The fear investors and other stakeholders (and probably boards themselves) have is that, in scrambling to introduce ESG targets into compensation plans, companies will adopt “not terribly well-constructed targets that investors won’t have the time to analyze,” Gosling said. If that happens, he said, investors will probably end up “tolerating a certain amount of softness” — metrics that merely pad executives’ total compensation.
“There’s a real risk that more ESG just means more pay,” Gosling said.
Tied into that is the question of materiality. Under the Sustainability Accounting Standard Board’s framework, Gosling said, a real “bone of contention” is whether ESG metrics support long-term shareholder value. “How much are [the metrics] about responding to societal concerns, which actually may not have so much to do with shareholder value?” he asked.

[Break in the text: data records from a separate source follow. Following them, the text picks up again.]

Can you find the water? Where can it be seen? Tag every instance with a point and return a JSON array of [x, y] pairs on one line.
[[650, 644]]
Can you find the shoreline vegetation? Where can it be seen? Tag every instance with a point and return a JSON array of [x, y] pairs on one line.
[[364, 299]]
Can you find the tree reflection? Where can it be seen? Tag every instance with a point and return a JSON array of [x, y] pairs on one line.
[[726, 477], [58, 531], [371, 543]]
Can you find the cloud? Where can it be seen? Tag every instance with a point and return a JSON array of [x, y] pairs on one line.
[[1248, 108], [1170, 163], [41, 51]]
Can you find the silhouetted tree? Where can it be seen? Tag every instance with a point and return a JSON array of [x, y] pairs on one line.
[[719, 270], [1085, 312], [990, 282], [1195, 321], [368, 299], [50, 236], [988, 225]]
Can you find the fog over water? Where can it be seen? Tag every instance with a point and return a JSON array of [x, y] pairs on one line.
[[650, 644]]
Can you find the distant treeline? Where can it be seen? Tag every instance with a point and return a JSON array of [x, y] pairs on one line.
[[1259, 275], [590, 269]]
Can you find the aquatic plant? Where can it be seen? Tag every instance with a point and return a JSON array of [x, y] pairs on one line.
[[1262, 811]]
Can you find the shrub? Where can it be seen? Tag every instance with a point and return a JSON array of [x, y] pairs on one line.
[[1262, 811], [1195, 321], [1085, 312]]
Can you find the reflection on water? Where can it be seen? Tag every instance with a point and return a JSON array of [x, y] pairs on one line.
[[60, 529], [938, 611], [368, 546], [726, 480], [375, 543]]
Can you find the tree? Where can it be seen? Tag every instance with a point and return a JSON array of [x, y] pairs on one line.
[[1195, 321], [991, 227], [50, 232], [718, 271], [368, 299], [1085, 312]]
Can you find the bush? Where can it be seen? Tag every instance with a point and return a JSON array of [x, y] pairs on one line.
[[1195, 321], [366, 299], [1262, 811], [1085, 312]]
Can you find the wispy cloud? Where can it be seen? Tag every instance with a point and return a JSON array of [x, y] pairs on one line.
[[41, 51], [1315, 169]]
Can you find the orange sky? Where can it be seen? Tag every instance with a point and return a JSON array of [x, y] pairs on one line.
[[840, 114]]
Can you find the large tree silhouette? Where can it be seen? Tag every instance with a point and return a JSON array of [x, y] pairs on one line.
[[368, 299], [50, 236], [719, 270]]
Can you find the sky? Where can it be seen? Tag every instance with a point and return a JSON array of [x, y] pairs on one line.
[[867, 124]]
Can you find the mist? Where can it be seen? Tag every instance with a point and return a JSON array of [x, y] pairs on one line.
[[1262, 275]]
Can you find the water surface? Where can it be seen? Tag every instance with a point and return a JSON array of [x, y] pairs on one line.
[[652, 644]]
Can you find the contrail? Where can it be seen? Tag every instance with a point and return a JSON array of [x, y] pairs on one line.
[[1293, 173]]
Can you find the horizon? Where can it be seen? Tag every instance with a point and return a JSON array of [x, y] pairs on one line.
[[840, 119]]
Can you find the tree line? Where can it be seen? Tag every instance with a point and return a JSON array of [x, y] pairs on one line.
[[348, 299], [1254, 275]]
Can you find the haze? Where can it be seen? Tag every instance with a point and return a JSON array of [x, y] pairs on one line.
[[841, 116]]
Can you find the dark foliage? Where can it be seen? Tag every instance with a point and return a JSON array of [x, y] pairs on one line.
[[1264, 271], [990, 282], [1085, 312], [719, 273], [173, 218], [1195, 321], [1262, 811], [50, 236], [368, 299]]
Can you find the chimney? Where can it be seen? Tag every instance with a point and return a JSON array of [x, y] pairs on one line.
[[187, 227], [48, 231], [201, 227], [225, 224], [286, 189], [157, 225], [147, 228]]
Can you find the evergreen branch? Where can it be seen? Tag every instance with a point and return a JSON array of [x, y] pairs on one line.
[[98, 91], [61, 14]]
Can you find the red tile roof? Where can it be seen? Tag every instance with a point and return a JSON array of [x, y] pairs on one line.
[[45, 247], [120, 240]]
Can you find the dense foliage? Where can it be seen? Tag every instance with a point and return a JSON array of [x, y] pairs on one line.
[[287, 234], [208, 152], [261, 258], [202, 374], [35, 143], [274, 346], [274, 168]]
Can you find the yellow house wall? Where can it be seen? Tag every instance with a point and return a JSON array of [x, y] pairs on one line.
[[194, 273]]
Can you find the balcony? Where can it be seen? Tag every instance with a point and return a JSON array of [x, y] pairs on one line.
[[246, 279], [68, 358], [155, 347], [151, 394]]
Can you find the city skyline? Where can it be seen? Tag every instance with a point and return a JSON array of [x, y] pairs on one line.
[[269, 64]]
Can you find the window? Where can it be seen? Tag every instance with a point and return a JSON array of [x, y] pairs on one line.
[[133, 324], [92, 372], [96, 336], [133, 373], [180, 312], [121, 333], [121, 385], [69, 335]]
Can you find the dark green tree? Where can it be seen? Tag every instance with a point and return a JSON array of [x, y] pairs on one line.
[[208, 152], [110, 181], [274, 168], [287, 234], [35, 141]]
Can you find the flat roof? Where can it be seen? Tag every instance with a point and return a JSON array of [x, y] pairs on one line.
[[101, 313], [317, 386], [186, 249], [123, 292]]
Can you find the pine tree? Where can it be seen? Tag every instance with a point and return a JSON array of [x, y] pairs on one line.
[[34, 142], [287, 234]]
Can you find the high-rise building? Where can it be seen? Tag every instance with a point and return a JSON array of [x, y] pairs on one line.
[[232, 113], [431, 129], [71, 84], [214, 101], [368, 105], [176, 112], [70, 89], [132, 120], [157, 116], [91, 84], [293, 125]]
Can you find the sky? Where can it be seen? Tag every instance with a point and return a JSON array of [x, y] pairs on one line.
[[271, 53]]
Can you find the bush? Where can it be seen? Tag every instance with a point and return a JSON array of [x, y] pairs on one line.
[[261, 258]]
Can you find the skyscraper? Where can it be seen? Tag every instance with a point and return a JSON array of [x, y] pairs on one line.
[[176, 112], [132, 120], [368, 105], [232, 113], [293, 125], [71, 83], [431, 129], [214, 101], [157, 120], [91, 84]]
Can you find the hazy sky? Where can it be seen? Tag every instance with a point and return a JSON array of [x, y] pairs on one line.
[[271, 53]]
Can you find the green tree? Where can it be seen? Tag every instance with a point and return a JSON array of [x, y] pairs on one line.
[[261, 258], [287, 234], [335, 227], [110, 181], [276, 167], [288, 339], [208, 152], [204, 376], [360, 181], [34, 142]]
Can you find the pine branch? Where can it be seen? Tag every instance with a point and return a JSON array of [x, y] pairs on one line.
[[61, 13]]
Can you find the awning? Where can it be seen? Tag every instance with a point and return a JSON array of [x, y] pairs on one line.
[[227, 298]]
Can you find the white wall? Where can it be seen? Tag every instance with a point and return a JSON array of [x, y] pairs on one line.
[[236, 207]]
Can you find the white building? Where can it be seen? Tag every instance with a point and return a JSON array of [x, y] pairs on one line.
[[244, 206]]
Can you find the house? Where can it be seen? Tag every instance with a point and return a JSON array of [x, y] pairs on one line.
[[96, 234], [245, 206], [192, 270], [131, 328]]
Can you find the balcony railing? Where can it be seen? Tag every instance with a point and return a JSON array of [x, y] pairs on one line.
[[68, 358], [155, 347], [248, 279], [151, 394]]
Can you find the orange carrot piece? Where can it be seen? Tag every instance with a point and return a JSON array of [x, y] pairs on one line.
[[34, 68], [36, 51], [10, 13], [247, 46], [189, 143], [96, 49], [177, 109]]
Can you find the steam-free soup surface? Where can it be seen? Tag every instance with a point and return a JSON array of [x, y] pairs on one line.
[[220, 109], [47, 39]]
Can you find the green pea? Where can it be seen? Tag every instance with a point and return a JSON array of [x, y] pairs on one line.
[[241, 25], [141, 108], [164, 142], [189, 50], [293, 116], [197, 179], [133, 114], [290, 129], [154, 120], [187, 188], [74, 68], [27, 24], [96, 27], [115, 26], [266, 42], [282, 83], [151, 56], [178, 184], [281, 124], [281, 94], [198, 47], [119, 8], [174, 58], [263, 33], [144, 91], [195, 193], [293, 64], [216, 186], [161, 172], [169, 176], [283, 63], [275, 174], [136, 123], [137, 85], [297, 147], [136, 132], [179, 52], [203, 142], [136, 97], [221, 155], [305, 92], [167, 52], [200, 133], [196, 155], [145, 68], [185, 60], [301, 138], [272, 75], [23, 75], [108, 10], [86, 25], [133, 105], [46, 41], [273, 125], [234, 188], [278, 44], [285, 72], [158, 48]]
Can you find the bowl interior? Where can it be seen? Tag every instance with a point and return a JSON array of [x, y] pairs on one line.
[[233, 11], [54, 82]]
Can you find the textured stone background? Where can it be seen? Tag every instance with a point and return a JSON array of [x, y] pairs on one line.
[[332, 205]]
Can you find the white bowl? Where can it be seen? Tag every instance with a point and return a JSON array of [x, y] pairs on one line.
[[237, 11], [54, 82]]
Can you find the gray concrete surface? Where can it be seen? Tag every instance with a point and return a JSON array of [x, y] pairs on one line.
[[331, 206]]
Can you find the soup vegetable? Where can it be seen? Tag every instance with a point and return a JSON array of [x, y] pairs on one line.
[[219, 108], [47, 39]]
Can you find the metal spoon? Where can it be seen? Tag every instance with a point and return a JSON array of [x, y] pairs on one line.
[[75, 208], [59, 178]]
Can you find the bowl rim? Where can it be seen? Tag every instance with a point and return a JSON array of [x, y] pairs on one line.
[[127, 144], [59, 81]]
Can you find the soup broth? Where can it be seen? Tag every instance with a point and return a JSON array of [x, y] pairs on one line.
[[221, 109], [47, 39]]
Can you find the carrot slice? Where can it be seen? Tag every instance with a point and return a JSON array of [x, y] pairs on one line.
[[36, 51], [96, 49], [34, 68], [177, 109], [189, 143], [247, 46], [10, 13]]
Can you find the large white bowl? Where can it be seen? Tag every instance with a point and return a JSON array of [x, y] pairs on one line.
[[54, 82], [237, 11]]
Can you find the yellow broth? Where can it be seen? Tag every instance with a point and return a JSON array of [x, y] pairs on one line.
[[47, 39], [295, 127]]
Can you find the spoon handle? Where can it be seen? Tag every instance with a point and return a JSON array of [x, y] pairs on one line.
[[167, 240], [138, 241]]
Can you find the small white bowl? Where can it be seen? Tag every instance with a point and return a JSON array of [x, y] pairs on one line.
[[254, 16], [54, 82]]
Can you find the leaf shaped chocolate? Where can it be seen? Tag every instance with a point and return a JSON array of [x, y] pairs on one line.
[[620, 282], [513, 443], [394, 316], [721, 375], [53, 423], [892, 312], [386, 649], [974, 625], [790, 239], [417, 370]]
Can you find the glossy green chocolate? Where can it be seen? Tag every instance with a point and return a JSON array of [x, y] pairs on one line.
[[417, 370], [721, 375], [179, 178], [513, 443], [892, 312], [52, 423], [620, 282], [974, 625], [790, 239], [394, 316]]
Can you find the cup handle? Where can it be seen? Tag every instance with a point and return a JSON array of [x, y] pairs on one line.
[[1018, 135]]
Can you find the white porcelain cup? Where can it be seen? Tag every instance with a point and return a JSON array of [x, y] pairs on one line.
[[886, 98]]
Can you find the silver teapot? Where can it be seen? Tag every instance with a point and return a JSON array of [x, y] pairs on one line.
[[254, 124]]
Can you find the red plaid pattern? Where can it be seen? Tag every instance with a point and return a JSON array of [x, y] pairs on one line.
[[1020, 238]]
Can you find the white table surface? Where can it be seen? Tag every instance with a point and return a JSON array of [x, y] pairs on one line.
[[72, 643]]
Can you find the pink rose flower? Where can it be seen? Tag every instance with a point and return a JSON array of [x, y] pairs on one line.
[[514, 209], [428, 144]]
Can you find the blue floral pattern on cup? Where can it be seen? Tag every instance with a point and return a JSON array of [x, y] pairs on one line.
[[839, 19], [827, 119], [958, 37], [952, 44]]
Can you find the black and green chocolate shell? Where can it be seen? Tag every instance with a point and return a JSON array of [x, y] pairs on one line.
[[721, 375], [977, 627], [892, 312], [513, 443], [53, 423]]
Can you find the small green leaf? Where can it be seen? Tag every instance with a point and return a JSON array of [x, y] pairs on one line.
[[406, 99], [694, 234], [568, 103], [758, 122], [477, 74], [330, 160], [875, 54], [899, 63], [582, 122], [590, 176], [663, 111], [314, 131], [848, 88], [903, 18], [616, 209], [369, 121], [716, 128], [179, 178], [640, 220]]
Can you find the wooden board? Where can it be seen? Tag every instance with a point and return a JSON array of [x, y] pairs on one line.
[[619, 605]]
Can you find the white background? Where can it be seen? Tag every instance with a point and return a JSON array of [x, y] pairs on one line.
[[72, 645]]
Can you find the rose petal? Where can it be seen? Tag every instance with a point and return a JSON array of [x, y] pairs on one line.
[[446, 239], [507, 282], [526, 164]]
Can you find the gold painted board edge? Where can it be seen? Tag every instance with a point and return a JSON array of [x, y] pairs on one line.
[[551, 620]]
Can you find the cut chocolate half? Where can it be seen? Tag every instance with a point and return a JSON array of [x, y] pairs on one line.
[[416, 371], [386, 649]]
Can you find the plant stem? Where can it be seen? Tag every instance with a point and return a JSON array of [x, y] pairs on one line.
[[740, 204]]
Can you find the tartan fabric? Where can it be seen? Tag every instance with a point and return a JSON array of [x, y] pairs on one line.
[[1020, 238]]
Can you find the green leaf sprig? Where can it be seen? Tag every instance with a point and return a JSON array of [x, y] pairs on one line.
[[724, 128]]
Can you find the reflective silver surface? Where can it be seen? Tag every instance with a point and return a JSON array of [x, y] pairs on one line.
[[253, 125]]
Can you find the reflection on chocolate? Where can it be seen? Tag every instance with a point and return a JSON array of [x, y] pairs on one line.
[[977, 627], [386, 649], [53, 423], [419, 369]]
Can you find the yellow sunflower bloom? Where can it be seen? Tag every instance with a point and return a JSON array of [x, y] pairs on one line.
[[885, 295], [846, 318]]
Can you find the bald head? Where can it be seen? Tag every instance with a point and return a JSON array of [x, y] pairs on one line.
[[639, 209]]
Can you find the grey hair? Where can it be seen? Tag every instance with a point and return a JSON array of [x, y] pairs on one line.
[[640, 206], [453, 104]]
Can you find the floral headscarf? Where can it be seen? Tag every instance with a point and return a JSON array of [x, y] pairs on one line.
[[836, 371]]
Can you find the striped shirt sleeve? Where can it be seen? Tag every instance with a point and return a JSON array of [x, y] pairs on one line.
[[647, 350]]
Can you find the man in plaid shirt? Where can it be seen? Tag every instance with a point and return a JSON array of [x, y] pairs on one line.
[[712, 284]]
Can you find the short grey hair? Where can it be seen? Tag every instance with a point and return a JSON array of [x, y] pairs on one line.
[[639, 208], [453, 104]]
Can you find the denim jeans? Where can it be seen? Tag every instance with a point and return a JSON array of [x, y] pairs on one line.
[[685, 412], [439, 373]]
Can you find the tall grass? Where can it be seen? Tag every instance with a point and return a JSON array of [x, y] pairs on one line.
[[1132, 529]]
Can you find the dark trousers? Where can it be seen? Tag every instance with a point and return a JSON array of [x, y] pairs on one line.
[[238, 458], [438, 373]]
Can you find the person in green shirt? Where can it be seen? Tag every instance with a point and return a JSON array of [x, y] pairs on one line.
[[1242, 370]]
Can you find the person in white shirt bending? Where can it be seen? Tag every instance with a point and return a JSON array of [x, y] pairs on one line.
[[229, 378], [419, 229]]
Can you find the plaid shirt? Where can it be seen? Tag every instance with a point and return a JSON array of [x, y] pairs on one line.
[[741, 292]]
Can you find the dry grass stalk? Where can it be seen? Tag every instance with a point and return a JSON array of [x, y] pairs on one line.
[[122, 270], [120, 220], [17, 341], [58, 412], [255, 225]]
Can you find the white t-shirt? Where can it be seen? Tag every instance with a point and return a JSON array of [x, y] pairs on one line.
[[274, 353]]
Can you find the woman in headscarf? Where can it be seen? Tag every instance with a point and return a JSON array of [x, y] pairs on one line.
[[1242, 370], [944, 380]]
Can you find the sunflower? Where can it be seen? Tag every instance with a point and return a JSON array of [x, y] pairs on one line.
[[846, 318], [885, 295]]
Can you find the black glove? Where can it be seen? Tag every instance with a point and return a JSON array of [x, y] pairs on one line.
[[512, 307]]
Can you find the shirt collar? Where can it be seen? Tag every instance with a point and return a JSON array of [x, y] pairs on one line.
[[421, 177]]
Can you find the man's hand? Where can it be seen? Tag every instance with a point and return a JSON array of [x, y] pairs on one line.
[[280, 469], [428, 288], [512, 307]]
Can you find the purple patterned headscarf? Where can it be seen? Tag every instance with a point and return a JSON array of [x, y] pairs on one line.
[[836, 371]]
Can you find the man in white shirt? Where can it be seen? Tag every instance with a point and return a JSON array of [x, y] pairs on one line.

Indeed, adding ESG targets to every executive team’s compensation plan may not make sense. “Demanding inclusion of ESG metrics [at all companies] just sends the wrong message,” Lee said. “It’s not like we demand inclusion of profit growth to [all-stage] companies across all sectors.”
Where will ESG metrics work best in comp plans, at least initially? In the small number of industries where ESG issues are most material, where there is a degree of consensus around the metrics, and “where investors have the time to apply a little bit more scrutiny to what the targets are so that compensation committees know they’re under that scrutiny,” Gosling said.